Kunlin He is an artist who lives and works in San Francisco, California. His art explores contemporary visual culture and the methodology of Chinese studies and Sinophone studies in performance, essay, film, painting, and installation. He attended the Skowhegan School of Painting and Sculpture in 2018 and has been selected as a finalist for the 2019 SFMoMA SECA Award.

Victoria Keddie is an artist working within the cross-disciplines of sound, video, installation, and performance. Keddie has devoted her work and research to an expanded use of media with a particular focus on broadcasting and the use of electromagnetic energies. She lives and works in New York City.

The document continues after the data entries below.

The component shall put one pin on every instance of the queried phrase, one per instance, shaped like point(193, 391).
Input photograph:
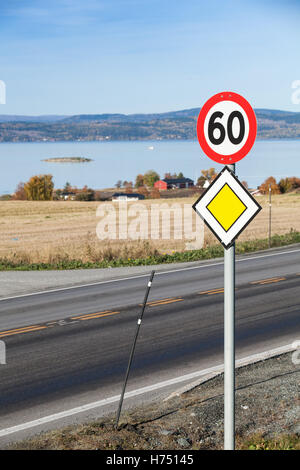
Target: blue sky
point(128, 56)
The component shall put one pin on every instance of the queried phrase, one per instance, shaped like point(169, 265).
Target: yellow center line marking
point(213, 291)
point(21, 330)
point(94, 315)
point(164, 302)
point(269, 281)
point(161, 300)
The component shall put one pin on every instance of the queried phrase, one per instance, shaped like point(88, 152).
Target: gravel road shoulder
point(267, 403)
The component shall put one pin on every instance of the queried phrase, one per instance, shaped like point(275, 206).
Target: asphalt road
point(70, 347)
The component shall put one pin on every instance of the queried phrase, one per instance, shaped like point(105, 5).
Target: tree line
point(41, 187)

Lux Lindner is a visual artist and performer living in Buenos Aires. His artwork often deals with themes of memory, national identity, and a doomed technological sublime.

Sharon Madanes lives and works in New York. Her current art practice focuses on the rituals, aesthetics, and ethics of medicine, as contextualized within the banal and institutional surroundings in which doctors treat patients, and in which patients wait. Sharon completed her MFA at Hunter College and attended the Skowhegan School of Painting and Sculpture in 2014. She is currently completing a medical degree at Columbia University.

Guadalupe Maravilla (formally Irvin Morazan) was part of the first wave of undocumented children to arrive at the United States border in the 1980s from Central America. In his multidisciplinary work, he creates and choreographs fictionalized rituals that incorporate his pre-colonial ancestry, fiction, and autobiography. His drawings, performances, and videos portray the “undocumented” as the protagonist of his work. His art often addresses a hybrid of border politics and fictional practices and creates new visual memories for the entangled genealogy of the border crossing stories.